The notion of replicable algorithms was introduced in Impagliazzo et al. [STOC '22] to describe randomized algorithms that are stable under the resampling of their inputs. More precisely, a replicable algorithm gives the same output with high probability when its randomness is fixed and it is run on a new i.i.d. sample drawn from the same distribution. Using replicable algorithms for data analysis can facilitate the verification of published results by ensuring that the results of an analysis will be the same with high probability, even when that analysis is performed on a new data set. In this work, we establish new connections and separations between replicability and standard notions of algorithmic stability. In particular, we give sample-efficient algorithmic reductions between perfect generalization, approximate differential privacy, and replicability for a broad class of statistical problems. Conversely, we show any such equivalence must break down computationally: there exist statistical problems that are easy under differential privacy, but that cannot be solved replicably without breaking public-key cryptography. Furthermore, these results are tight: our reductions are statistically optimal, and we show that any computational separation between DP and replicability must imply the existence of one-way functions. Our statistical reductions give a new algorithmic framework for translating between notions of stability, which we instantiate to answer several open questions in replicability and privacy. This includes giving sample-efficient replicable algorithms for various PAC learning, distribution estimation, and distribution testing problems, algorithmic amplification of $\delta$ in approximate DP, conversions from item-level to user-level privacy, and the existence of private agnostic-to-realizable learning reductions under structured distributions.

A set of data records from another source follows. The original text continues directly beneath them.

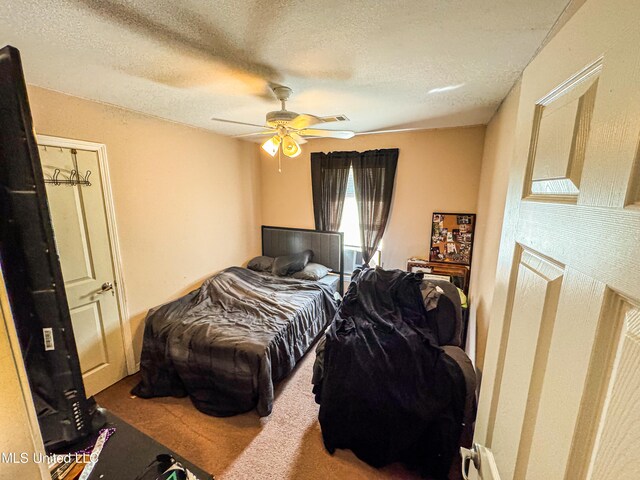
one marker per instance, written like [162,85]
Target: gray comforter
[226,344]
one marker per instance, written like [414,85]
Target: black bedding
[386,390]
[227,343]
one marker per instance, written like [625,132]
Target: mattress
[227,343]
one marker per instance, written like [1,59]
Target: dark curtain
[374,172]
[329,175]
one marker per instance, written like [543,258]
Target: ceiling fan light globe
[271,145]
[290,147]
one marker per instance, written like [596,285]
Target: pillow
[313,271]
[261,264]
[288,264]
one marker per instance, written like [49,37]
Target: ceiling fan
[289,129]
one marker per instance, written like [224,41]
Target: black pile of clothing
[387,389]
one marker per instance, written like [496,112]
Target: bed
[227,343]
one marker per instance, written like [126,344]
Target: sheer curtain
[329,174]
[374,173]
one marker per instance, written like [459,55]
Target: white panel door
[561,388]
[80,227]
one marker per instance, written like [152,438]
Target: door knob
[106,286]
[469,456]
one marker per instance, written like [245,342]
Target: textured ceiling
[384,64]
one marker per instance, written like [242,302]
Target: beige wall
[494,179]
[20,433]
[186,200]
[438,170]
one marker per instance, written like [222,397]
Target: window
[350,226]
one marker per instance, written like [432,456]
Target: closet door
[81,229]
[561,387]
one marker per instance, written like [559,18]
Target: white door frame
[101,150]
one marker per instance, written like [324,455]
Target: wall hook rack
[75,177]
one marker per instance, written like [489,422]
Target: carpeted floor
[285,445]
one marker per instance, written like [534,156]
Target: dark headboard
[328,247]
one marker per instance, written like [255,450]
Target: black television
[33,276]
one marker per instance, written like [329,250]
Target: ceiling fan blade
[297,138]
[239,123]
[304,120]
[316,132]
[264,132]
[334,118]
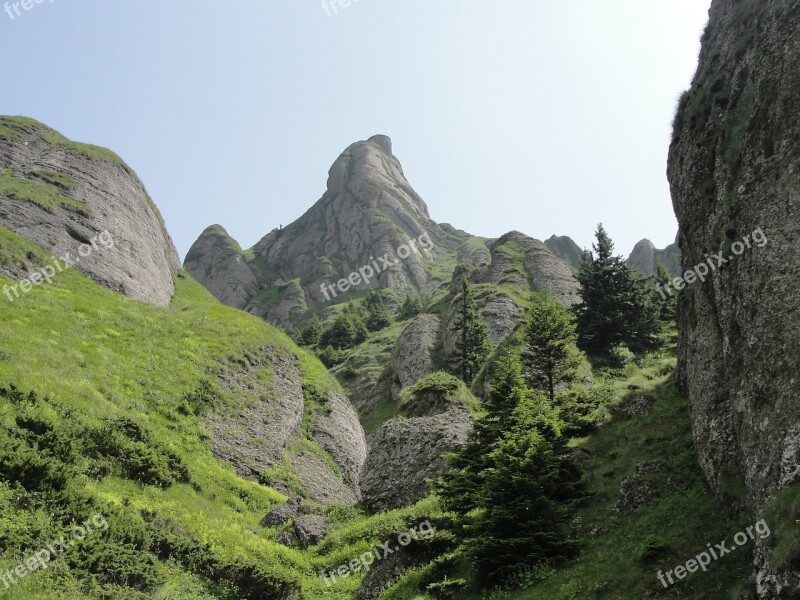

翻译：可复制算法（replicable algorithms）的概念由Impagliazzo等人引入[STOC '22]，用于描述在输入重采样下保持稳定的随机化算法。更准确地说，当随机性固定且算法在从同一分布中独立同分布抽取的新样本上运行时，可复制算法以高概率给出相同输出。使用可复制算法进行数据分析有助于验证已发表结果，因为即使分析在新的数据集上执行，也能以高概率确保分析结果的一致性。在本工作中，我们建立了可复制性与算法稳定性标准概念之间的新联系与分离。特别地，针对广泛的统计问题类别，我们给出了在完美泛化、近似差分隐私与可复制性之间的样本高效算法约简。反过来，我们证明任何此类等价性必然在计算上失效：存在在差分隐私下容易解决、但若不破解公钥密码学就无法以可复制方式求解的统计问题。此外，这些结果是紧致的：我们的约简在统计意义上是最优的，并且我们证明，任何DP与可复制性之间的计算分离必然蕴含单向函数的存在。我们的统计约简提供了一种在稳定性概念之间进行转换的新算法框架，并以此解答了可复制性与隐私领域的若干开放问题。这包括：针对各种PAC学习、分布估计与分布测试问题的样本高效可复制算法，近似DP中δ的算法放大，从条目级到用户级隐私的转换，以及在结构化分布下私有从不可知到可实现学习的约简存在性。